Read on page #7 of article here, that angle of $90^o$ can be trisected. I went through this youtube video here, and here; and denote these two videos (denoting two separate methods) by (a), (b) respectively. These use elementary methods used in school days, but were never explained for the reason.
Anyway, I want to understand the logic behind both (a), (b) as it is a valid trisection.
In (a) there is an arc equal to the length of the radius, let $|r|$. Now, I hope that it is an approximation as there should be (as per me) no way to get the $\frac{2}{3}: \frac{1}{3}$ on the $90^o$ arc. It is only the chord joining the two ends (let, $yx$ with $y$ the coordinate on the $y$-axis, and $x$ the coordinate on the $x$-axis) that can be hoped to be approximately divided by the arc from point $y$ or $x$. Either end's arc will cut the hypotenuse $yx$ in two parts with ratios $\frac{1}{\sqrt{2}}= 0.707, 1-0.707=0.293$ in opposite sides from point $y,x$ respectively. So, if I am not wrong, it is an approximate approach and hence not mathematically or even geometrically valid.
Approach shown in (b) is even difficult to understand, and would request some help, as it is using a chord's division (named $DE$) in two parts (at midpoint $F$) by the angle bisector of $90^o$ to derive further angle bisections on both sides of the midpoint $F$. I am unable to comprehend even the mechanism in this approach, as the average of $45^o $ and $90^o$ is $67.5^o$, while the average of $0^o$ and $45^o$ is $22.5^o$.
Also, both of the above methods are faulty, then please give some link for correct way.
Edit Unable to understand, and hope that the approach (a) is valid, as a similar approach is used here, in Fig. 3.13. But, am unable to understand that too, but being a credible reference source, can infer (a) is at least a valid one.
Edit 2 I am posting an image of the reference in the 'Edit' made earlier, for a different, but linked question. It is given on the earlier page (#53) that on bisecting the smaller angle $\widehat {AON}$ obtained by bisecting, get the trisection. By this logic, the approach (b) is also valid. But, how can it be understood, is not clear, as double bisection to lead to $\frac{1}{4}$th of the original angle.

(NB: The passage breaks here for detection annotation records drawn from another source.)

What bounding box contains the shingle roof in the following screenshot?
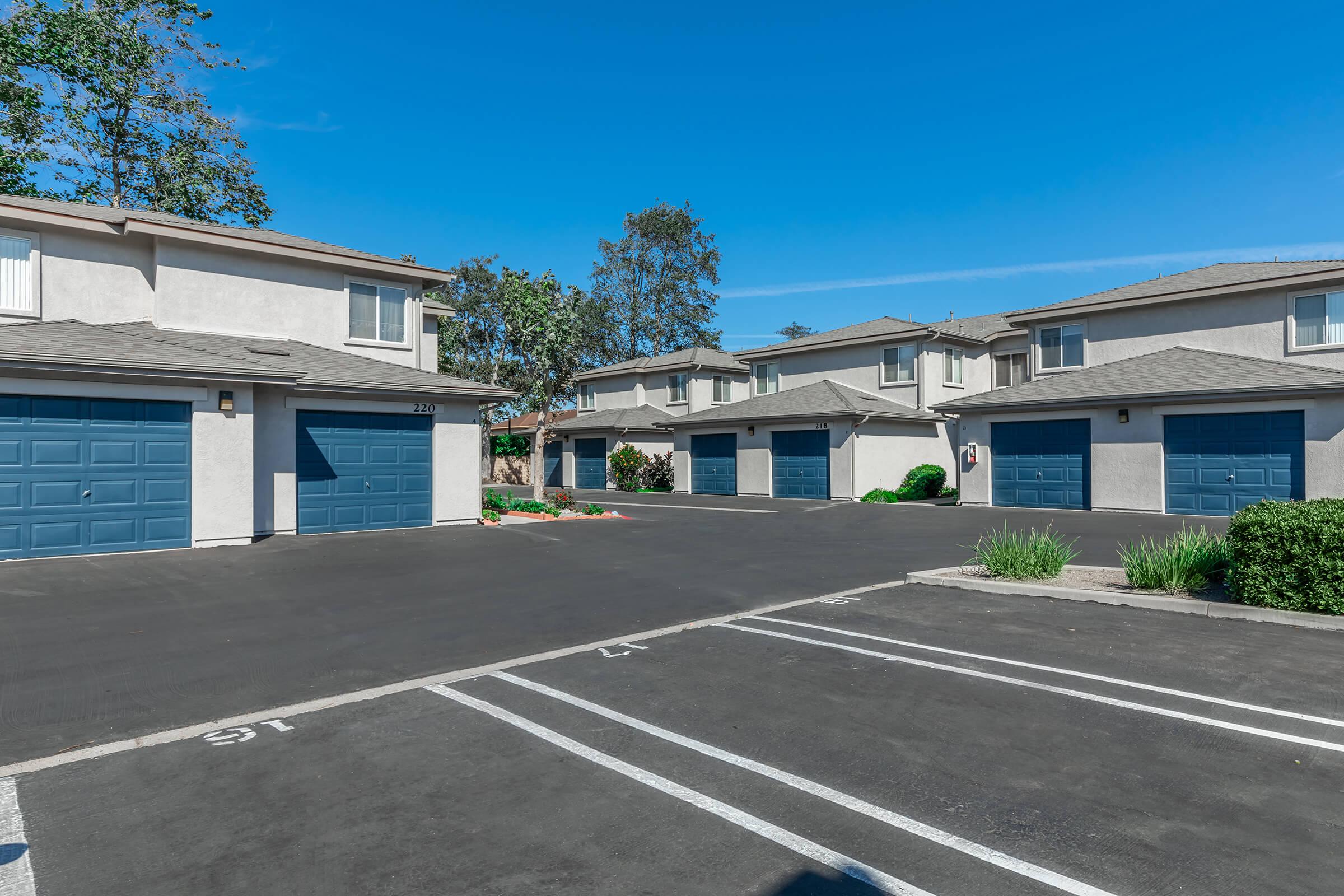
[0,321,514,398]
[934,347,1344,414]
[1008,259,1344,317]
[578,347,747,380]
[551,404,678,432]
[660,380,944,428]
[0,193,447,277]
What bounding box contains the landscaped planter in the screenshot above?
[906,566,1344,631]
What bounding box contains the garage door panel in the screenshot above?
[989,421,1091,511]
[1164,411,1306,516]
[296,411,434,533]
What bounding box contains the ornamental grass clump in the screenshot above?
[968,522,1078,579]
[1119,526,1229,594]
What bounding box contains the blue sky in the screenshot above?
[206,0,1344,349]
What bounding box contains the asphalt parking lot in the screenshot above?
[0,586,1344,896]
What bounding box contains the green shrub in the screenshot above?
[640,451,672,489]
[491,432,532,457]
[1119,526,1227,591]
[1227,498,1344,615]
[968,522,1078,579]
[606,445,649,492]
[899,464,948,501]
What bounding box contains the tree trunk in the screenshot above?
[532,398,551,501]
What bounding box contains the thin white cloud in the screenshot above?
[719,242,1344,298]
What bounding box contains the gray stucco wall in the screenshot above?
[960,396,1344,513]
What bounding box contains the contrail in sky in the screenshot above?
[719,243,1344,298]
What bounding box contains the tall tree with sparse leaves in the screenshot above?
[498,267,584,501]
[591,202,723,364]
[0,0,272,227]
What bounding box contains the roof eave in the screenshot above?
[933,383,1344,414]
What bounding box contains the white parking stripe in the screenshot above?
[0,778,38,896]
[602,501,778,513]
[749,617,1344,728]
[715,622,1344,752]
[424,685,931,896]
[492,671,1113,896]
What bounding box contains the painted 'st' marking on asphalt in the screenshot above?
[747,620,1344,728]
[715,622,1344,752]
[424,685,933,896]
[0,778,38,896]
[491,671,1113,896]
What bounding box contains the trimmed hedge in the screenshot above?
[1227,498,1344,615]
[900,464,948,501]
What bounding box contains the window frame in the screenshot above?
[878,343,920,388]
[989,348,1031,390]
[346,276,421,352]
[752,358,780,396]
[942,345,967,388]
[710,374,732,404]
[0,227,41,320]
[668,374,691,407]
[1028,319,1088,374]
[1284,286,1344,353]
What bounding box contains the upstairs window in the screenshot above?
[995,352,1027,388]
[1040,324,1083,371]
[0,235,38,314]
[1293,292,1344,348]
[668,374,685,404]
[349,282,406,343]
[881,345,915,385]
[755,361,780,395]
[942,348,964,385]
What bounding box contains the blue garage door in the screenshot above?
[989,421,1091,511]
[296,411,434,533]
[770,430,830,500]
[0,395,192,558]
[542,442,564,488]
[691,432,738,494]
[574,439,606,489]
[1165,411,1306,516]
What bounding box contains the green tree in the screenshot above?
[776,321,817,338]
[0,0,272,227]
[498,267,585,501]
[591,202,723,364]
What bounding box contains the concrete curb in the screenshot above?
[906,566,1344,631]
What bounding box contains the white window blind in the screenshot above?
[0,236,36,314]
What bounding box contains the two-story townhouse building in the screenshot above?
[0,196,511,559]
[656,314,1027,498]
[933,260,1344,515]
[550,348,749,489]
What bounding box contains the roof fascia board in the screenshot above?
[0,203,122,236]
[125,218,453,287]
[1007,267,1344,325]
[933,383,1344,414]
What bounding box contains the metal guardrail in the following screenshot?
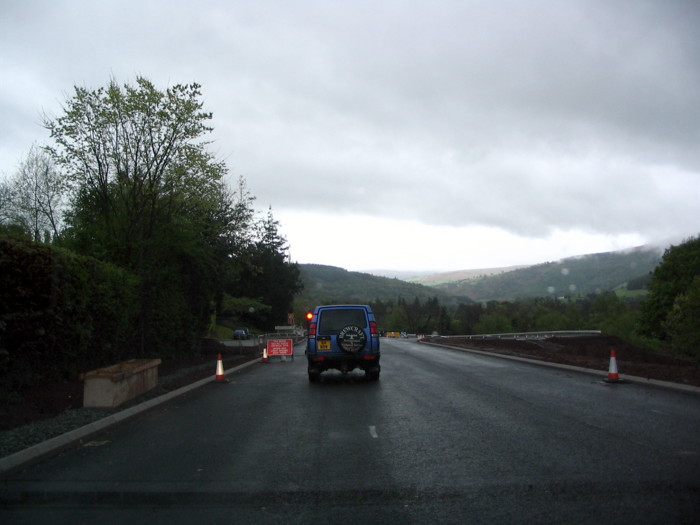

Edit 3 Regarding bisection leading to trisection, have found a suitable basic geometrical technique at: http://www.lamath.org/journal/Vol1/trisection_using_bisection.pdf, on pg. #3,4, by using the two unequal circles' intersection formed from the bisection of the original interval.
The article titled: 'Trisection using Bisection' describes also the nth-section of any interval using unmarked ruler and collapsing compass, in the last section.
First on method (a):
When you draw the first arc, we have $BD=BQ$ and then using the same radius, we have $DQ=BD=BQ$, hence $\triangle BQD$ is equilateral. Hence $\angle DBQ = 60^\circ$ and $\angle QBE = 90^\circ - \angle DBQ = 30^\circ$. By symmetry, $\angle DBP = 30^\circ$ too and $\angle PBQ = 30^\circ$.
For method $(b)$:
If I understand it correctly, it doesn't work.
Suppose all radius chosen is $1$, then $D$ and $E$ lies on the unit circle. By construction of $F$, $D, E, F$ lies on the line $x+y=1$. Then an arc is drawn from $F$ and another is drawn from $E$. These arcs has equation $(x-0.5)^2+(y-0.5)^2=1$ and $(x-1)^2+y^2=1$. If the claim is correct, let the intersection of the arc be $A$ then $\angle ABC$ should form $30^\circ$, however, if this is the case, point $A$ should lies on the straight line $y= \tan\left( \frac{\pi}6 \right)x$. So go to any graphic software and plot out those curve and we can find that it is not the case that the straight line (black line in my plot) passes through point $A$ ( The intersection of purple and orange arc).
A comment about the title of method $(b)$, if I am not mistaken, it has been proven previously that we can't trisect an arbitrary angle.